Chloro(cyclopentadienyl)bis(triphenylphosphine)ruthenium is the organoruthenium half-sandwich compound with formula RuCl(PPh_{3})_{2}(C_{5}H_{5}). It as an air-stable orange crystalline solid that is used in a variety of organometallic synthetic and catalytic transformations. The compound has idealized C_{s} symmetry. It is soluble in chloroform, dichloromethane, and acetone.

==Preparation==
Chloro(cyclopentadienyl)bis(triphenylphosphine)ruthenium was first reported in 1969 when it was prepared by reacting dichlorotris(triphenylphosphine)ruthenium(II) with cyclopentadiene.

RuCl_{2}(PPh_{3})_{3} + C_{5}H_{6} → RuCl(PPh_{3})_{3}(C_{5}H_{5}) + HCl

It is prepared by heating a mixture of ruthenium(III) chloride, triphenylphosphine, and cyclopentadiene in ethanol.

==Reactions==
Chloro(cyclopentadienyl)bis(triphenylphosphine)ruthenium(II) undergoes a variety of reactions often by involving substitution of the chloride.

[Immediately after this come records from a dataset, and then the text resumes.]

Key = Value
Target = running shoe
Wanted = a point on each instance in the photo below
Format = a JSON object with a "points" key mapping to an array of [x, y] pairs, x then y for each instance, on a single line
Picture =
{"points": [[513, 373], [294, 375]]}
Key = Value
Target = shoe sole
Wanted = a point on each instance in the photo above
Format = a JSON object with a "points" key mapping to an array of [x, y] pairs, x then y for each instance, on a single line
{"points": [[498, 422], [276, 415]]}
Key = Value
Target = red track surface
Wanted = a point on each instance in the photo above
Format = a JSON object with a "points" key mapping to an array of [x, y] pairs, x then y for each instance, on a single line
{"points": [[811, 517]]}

With phenylacetylene it gives the phenyl vinylidene complex:
 (C_{5}H_{5})(PPh_{3})_{2}RuCl + HC_{2}Ph + NH_{4}[PF_{6}] → [Ru(C:CHPh)(PPh_{3})_{2}(C_{5}H_{5})][PF_{6}] + NH_{4}Cl

Displacement of one PPh_{3} by carbon monoxide affords a chiral compound.

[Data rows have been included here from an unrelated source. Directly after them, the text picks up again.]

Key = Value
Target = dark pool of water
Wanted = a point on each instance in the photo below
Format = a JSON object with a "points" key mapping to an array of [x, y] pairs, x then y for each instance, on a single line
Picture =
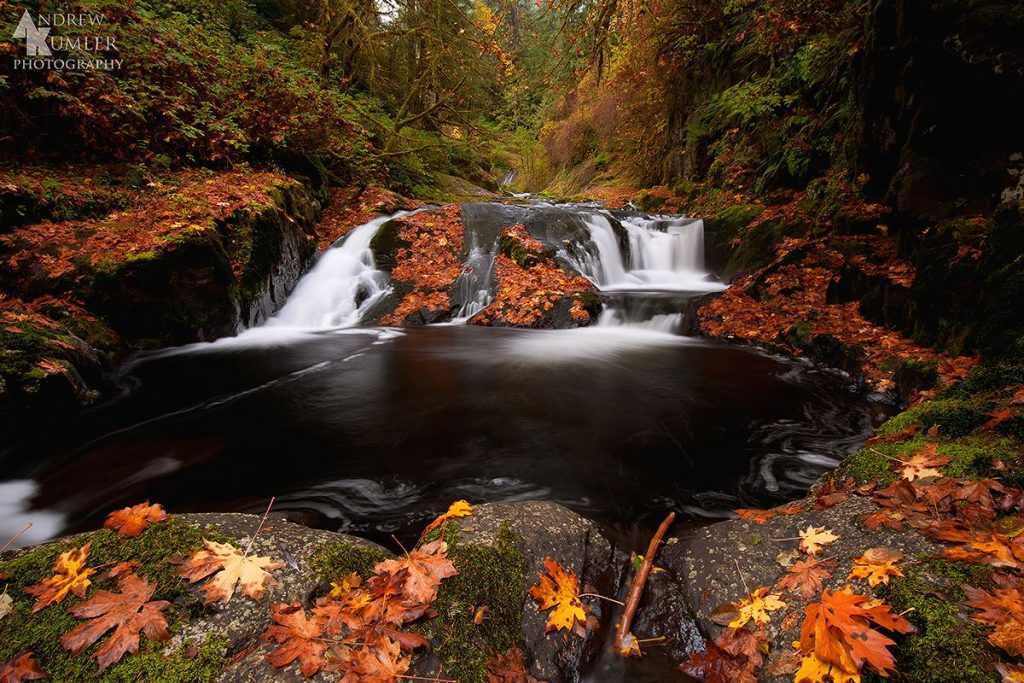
{"points": [[375, 434]]}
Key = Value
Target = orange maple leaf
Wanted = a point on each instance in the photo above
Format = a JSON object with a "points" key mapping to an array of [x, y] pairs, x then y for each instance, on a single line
{"points": [[840, 630], [457, 509], [298, 638], [813, 538], [23, 668], [805, 577], [129, 612], [923, 464], [70, 577], [229, 568], [559, 589], [426, 565], [129, 522], [877, 565]]}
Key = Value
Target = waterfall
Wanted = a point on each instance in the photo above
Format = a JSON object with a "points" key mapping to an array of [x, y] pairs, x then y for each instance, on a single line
{"points": [[343, 285], [666, 254]]}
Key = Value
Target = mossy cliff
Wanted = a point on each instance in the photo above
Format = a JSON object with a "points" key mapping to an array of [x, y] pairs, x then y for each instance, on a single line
{"points": [[92, 270]]}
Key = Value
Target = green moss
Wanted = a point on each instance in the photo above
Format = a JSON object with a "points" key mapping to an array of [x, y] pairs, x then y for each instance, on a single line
{"points": [[40, 633], [333, 560], [491, 577], [954, 417], [947, 646]]}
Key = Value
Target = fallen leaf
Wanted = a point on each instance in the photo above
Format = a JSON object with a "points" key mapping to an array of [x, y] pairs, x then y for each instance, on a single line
{"points": [[877, 565], [756, 607], [923, 464], [129, 522], [427, 565], [558, 589], [805, 577], [229, 568], [23, 668], [457, 509], [344, 586], [70, 575], [840, 630], [813, 538], [128, 612], [298, 638]]}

(C_{5}H_{5})(PPh_{3})_{2}RuCl + CO → (C_{5}H_{5})(PPh_{3})(CO)RuCl + PPh_{3}

The compound can also be converted into the hydride:
(C_{5}H_{5})(PPh_{3})_{2}RuCl + NaOMe → (C_{5}H_{5})(PPh_{3})_{2}RuH + NaCl + CH_{2}O

A related complex is tris(acetonitrile)cyclopentadienylruthenium hexafluorophosphate, which has three labile MeCN ligands.

==Applications==
Chloro(cyclopentadienyl)bis(triphenylphosphine)ruthenium(II) serves as a catalyst for a variety of specialized reactions. For example, in the presence of NH_{4}PF_{6} it catalyzes the isomerisation of allylic alcohols to the corresponding saturated carbonyls.